Sets

Python comes equipped with different objects to help organize your data. These data structures include lists, tuples, sets and dictionaries. But right now, we’ll focus on sets.

Sets are useful when you are working with data and the order or frequency of the values does not matter. Get ready to become an element of the set of people who understand sets.

Create

We will begin by creating an empty set.

example = set()

Now we want to add things to our set, and the add() function does exactly what we expect. Duplicates are not stored: if you try to add the same item twice, the set will store it the first time and ignore it the second time. We will use this method to add several objects to this set.

example.add(42)
example.add(False)
example.add(3.141592653589793)
example.add("Thorium")

Notice that you can add data of different types to the same set. If you print the example set we just prepared, Python will show you the items inside the set. Each item inside a set is called an “element”.

print(example)
# Output
{False, 42, 3.141592653589793, 'Thorium'}

When you try this, the elements may appear in a different order for you than what is displayed here. Do not panic. For sets, the order does not matter. This is different for lists and tuples where the order does matter.

Now look what happens when you try to add the number 42 to the set a second time.

example.add(42)
print(example)
# Output
{False, 42, 3.141592653589793, 'Thorium'}

The set still contains just one copy of the number 42. Sets do not contain duplicate elements. To see the number of elements in a set, use the length function, which is shortened to : len(example).

There is a second way to create a set, which can be faster in some instances. When creating the set you can pre-populate the set with a collection of elements.

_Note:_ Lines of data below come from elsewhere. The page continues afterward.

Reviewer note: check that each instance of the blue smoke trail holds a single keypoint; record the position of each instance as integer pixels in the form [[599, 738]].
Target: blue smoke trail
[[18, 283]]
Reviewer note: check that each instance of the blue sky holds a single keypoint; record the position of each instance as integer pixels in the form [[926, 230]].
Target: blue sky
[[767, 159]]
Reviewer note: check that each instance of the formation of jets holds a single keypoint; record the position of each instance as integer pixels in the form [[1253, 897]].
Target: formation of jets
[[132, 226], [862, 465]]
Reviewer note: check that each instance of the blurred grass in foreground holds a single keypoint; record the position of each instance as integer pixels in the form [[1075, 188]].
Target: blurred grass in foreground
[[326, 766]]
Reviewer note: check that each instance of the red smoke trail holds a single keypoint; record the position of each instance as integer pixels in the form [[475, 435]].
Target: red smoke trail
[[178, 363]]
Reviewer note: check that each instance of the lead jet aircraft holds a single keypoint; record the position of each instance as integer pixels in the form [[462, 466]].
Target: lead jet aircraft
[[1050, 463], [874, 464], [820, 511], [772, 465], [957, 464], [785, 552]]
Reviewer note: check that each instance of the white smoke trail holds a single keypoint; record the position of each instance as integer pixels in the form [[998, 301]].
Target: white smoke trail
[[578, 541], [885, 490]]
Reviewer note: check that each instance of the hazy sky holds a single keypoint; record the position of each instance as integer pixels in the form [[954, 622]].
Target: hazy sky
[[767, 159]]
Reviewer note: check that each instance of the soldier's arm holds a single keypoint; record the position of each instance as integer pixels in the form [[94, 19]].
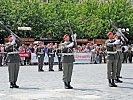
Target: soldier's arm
[[8, 47], [109, 44], [18, 43]]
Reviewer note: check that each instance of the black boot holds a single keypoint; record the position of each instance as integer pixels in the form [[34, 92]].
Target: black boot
[[110, 83], [70, 87], [118, 80], [11, 85], [66, 85], [113, 83], [15, 86]]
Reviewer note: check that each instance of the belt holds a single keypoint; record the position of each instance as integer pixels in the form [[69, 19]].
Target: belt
[[51, 53], [12, 52], [40, 53], [67, 54]]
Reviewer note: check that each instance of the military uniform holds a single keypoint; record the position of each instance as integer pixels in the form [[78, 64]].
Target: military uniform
[[119, 61], [59, 55], [51, 55], [13, 60], [40, 55], [111, 60], [67, 60]]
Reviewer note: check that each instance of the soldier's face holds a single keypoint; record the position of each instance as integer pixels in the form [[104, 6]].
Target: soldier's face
[[67, 38], [10, 39], [111, 36]]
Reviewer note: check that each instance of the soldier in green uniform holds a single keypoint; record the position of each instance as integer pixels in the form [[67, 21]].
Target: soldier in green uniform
[[111, 59], [40, 55], [51, 55], [119, 58], [13, 60], [59, 55], [67, 60]]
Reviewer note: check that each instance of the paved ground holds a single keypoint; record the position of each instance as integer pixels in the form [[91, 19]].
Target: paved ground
[[89, 81]]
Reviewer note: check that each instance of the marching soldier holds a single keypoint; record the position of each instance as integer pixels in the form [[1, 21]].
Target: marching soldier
[[51, 55], [58, 53], [40, 55], [12, 59], [119, 58], [67, 60], [111, 59]]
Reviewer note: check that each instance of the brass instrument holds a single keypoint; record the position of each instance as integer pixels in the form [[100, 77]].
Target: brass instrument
[[119, 32]]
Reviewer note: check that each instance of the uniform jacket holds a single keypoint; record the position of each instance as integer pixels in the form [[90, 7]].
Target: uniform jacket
[[13, 57]]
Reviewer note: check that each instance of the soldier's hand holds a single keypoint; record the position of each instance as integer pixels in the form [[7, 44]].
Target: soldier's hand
[[13, 42]]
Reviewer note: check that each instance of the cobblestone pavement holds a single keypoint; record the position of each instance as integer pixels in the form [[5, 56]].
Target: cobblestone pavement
[[89, 82]]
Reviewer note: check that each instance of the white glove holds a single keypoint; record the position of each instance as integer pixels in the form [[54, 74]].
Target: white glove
[[70, 45], [13, 42], [117, 42], [74, 36], [13, 37]]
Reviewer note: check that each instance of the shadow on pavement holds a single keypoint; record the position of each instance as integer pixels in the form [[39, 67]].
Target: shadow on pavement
[[128, 83], [29, 88], [126, 87], [87, 89]]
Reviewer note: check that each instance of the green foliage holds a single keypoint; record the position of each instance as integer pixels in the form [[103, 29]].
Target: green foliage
[[88, 19]]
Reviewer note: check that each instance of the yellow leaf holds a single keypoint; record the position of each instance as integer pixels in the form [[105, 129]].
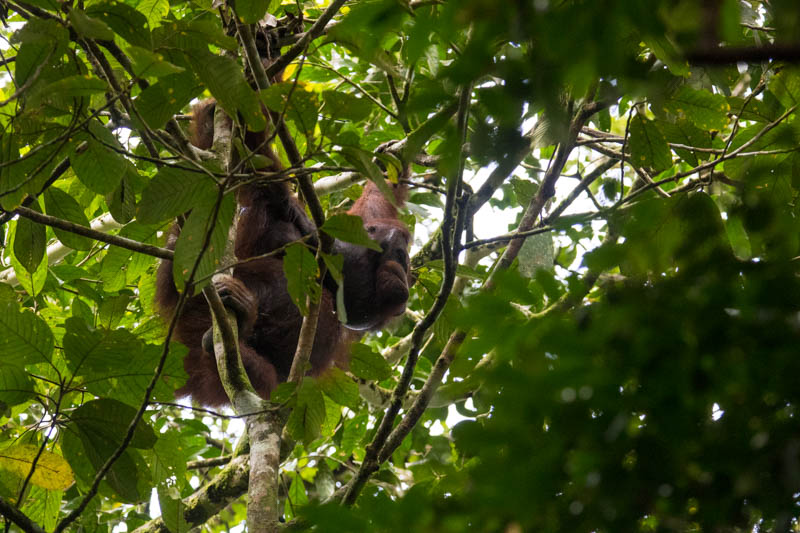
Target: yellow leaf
[[52, 471], [289, 71]]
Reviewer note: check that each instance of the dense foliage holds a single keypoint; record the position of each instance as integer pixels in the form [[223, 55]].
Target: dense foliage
[[632, 366]]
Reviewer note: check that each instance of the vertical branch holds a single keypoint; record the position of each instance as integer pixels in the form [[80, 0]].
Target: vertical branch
[[371, 461]]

example2 = set([False, 42, 3.141592653589793, 'Thorium'])
print(example2)
# Output
{False, 42, 3.141592653589793, 'Thorium'}

Remove

To remove an element from this set, use the remove method. Beware, if you attempt to remove an element that is not in the set you will get an error. To test this method, let’s remove the number 42.

example.remove(42)
print(len(example))
print(example)
# Output
3
{False, 3.141592653589793, 'Thorium'}

We can check that it worked either by looking at the number of elements or displaying all the elements inside the set. Look what happens if we try to remove the number 50 which is not in the set:

example.remove(50)
# Output
Traceback (most recent call last):
  File "<stdin>", line 1, in <module>
KeyError: 50

To avoid the possibility of an error, there is a second way to remove an element: the discard method. With the discard method, if you try to remove an element which is not in the set, the method does nothing – it quietly returns without making a change. Watch what happens when we discard the integer 50, which is not in the set.

>>> example.discard(50)
>>>

Nothing… Peace and quiet. The choice is yours; if you want to be alerted when your code tries to remove an element not in the set, use remove(). Otherwise, discard provides a convenient alternative.

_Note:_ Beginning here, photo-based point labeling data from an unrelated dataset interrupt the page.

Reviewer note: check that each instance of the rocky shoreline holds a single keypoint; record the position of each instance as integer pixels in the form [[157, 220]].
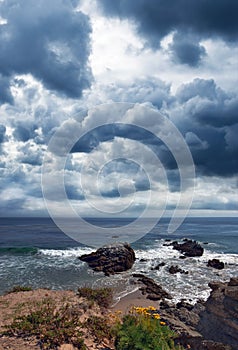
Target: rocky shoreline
[[206, 325], [209, 325]]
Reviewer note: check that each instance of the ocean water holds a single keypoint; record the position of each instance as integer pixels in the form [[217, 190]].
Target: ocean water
[[34, 252]]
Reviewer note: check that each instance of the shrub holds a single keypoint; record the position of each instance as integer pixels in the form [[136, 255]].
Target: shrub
[[99, 327], [50, 325], [102, 296], [142, 329]]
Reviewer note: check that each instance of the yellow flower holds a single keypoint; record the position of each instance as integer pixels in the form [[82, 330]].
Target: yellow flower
[[157, 316], [152, 308]]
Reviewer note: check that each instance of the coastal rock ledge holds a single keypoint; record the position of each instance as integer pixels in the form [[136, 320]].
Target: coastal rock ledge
[[111, 259]]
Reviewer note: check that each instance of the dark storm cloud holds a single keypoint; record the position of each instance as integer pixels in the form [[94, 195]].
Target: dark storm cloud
[[24, 131], [49, 40], [5, 92], [195, 18], [208, 104], [2, 133], [187, 50], [209, 123]]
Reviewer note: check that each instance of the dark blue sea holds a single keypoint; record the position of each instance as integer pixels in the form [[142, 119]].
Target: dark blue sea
[[34, 252]]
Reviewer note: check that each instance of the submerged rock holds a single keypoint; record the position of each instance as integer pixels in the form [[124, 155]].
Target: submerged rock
[[153, 290], [216, 264], [175, 269], [111, 259], [219, 320], [188, 248]]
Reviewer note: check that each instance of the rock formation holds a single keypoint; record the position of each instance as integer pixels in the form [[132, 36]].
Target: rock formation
[[216, 264], [111, 259], [153, 290], [175, 269], [188, 248], [219, 320]]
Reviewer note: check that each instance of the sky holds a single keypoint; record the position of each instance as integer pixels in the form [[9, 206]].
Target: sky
[[127, 105]]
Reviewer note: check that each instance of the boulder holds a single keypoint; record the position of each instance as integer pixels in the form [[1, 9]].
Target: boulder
[[111, 259], [219, 320], [157, 267], [216, 264], [153, 290], [188, 248], [175, 269]]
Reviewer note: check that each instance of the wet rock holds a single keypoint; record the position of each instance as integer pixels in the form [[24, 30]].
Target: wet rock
[[188, 248], [111, 259], [185, 305], [233, 282], [219, 320], [175, 269], [153, 290], [216, 264], [157, 267]]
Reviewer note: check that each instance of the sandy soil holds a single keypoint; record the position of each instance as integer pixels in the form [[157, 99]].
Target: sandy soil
[[25, 302], [133, 299]]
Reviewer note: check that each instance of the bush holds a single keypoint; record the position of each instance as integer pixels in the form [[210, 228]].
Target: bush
[[99, 327], [50, 325], [143, 330], [102, 296]]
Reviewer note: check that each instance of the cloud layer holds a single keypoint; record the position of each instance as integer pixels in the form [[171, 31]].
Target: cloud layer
[[49, 40]]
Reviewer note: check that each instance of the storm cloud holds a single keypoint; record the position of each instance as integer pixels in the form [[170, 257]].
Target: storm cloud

There is also a faster way to remove elements. To empty out the set and remove all elements, use the clear() method.

>>> print(example)
{False, 3.141592653589793, 'Thorium'}
>>> example.clear()
>>> len(example)
0

This set now contains no elements – it has become the empty set. We can move along; there is nothing to see here.

Union and intersection

Now that we know how to create and modity a set, let’s learn how to evaluate the union and intersection of two sets. If you have two sets A and B, then the union is the combination of all elements from the two sets and in math is denoted as \(A \bigcup B\). The intersection is the set of elements inside both A and B, and is denoted as \(A \bigcap B\).

To see these in action, let’s look at the integers from 1 through 10.

odds = set([1, 3, 5, 7, 9])
evens = set([2, 4, 6, 8, 10])
primes = set([2, 3, 5, 7])
composites = set([4, 6, 8, 9, 10])

The union of the odd and even integers are all numbers from 1 to 10. You get the same answer if you reverse everything.

>>> odds.union(evens)
{1, 2, 3, 4, 5, 6, 7, 8, 9, 10}
>>> evens.union(odds)
{1, 2, 3, 4, 5, 6, 7, 8, 9, 10}

>>> odds
{1, 3, 5, 7, 9}
>>> evens
{2, 4, 6, 8, 10}

Notice how the set of odds and the set of evens are unchanged. We can find the set of odd prime numbers by computing the intersection of the sets of odds and primes.

>>> odds.intersection(primes)
{3, 5, 7}
>>> primes.intersection(evens)
{2}

And there is only one even prime number: 2.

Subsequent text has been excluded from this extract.